A 24-year-old previously healthy white male who presented with rapidly progressive ascending weakness, binocular diplopia and autonomic instability for 2 days. Examination was remarkable for asymmetrical facial weakness (L>R), impaired coordination involving gaze with hypometric horizontal and vertical saccades and difficulty to sustain left horizontal gaze. Additionally, he had bilateral kinetic tremors, dysdiadochokinesia, and truncal ataxia. He had distal more than proximal weakness, length-dependent polyneuropathy with loss of proprioception, intact reflexes and inability to stand without assistance.
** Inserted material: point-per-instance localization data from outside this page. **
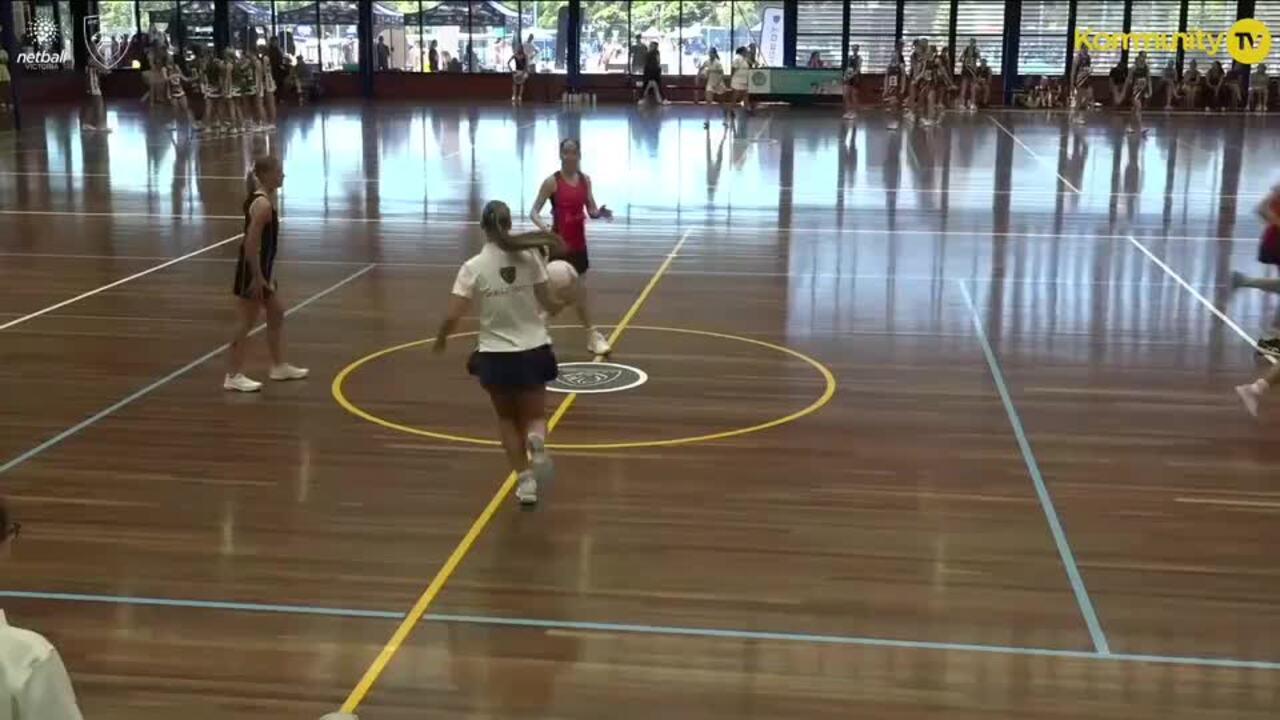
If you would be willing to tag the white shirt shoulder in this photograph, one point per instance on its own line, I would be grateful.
(33, 678)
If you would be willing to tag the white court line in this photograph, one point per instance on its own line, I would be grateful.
(1197, 295)
(1033, 154)
(164, 381)
(119, 282)
(624, 227)
(746, 186)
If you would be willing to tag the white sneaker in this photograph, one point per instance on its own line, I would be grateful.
(287, 372)
(240, 383)
(526, 488)
(597, 345)
(1251, 396)
(539, 461)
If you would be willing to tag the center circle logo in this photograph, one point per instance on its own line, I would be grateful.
(597, 378)
(1248, 41)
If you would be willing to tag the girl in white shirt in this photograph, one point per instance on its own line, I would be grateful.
(740, 80)
(713, 72)
(33, 682)
(513, 359)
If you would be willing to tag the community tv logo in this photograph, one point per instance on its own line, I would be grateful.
(1248, 41)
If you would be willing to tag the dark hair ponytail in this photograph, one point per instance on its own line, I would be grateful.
(496, 222)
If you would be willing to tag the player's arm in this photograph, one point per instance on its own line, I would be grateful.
(1267, 209)
(593, 210)
(544, 194)
(259, 214)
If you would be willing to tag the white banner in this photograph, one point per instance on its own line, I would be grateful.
(772, 27)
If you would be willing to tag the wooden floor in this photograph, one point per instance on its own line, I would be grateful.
(1032, 495)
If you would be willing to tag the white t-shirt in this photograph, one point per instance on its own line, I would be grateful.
(714, 72)
(501, 286)
(741, 73)
(33, 683)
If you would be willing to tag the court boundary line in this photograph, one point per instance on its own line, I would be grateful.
(639, 628)
(411, 619)
(1046, 500)
(146, 390)
(1033, 154)
(624, 227)
(118, 283)
(791, 188)
(1226, 319)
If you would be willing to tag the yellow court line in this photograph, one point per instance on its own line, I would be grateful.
(424, 601)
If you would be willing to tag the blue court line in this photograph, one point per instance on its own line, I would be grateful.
(161, 382)
(643, 629)
(1055, 524)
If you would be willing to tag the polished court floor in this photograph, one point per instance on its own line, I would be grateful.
(938, 423)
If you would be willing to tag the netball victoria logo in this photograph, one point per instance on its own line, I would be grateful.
(46, 50)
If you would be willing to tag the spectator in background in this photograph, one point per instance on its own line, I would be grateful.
(275, 63)
(384, 54)
(1216, 81)
(1119, 77)
(652, 76)
(1235, 78)
(638, 57)
(33, 682)
(1260, 89)
(1169, 83)
(531, 53)
(1192, 82)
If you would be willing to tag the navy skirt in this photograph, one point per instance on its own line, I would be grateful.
(530, 368)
MRI brain was normal. CSF analysis showed elevated protein. EMG/NCV within the first week was normal. Clinical diagnosis of partial MFS was made. He received a course of IVIg and had complete recovery in 3 months. He reported one similar episode when he treated for GBS with full recovery one year ago.
Ganglioside antibodies were normal. Extended serological and neoplastic workup revealed significant increase of anti-GAD antibody (> 250 IU/mL, reference interval 0.0-5.0), mild elevation of TPO Ab IgG (398 WHO Units, reference interval 0.0 - 100.0) and Voltage-Gated Calcium Channel Ab (41.7 pmol/l, reference interval 0-24.5).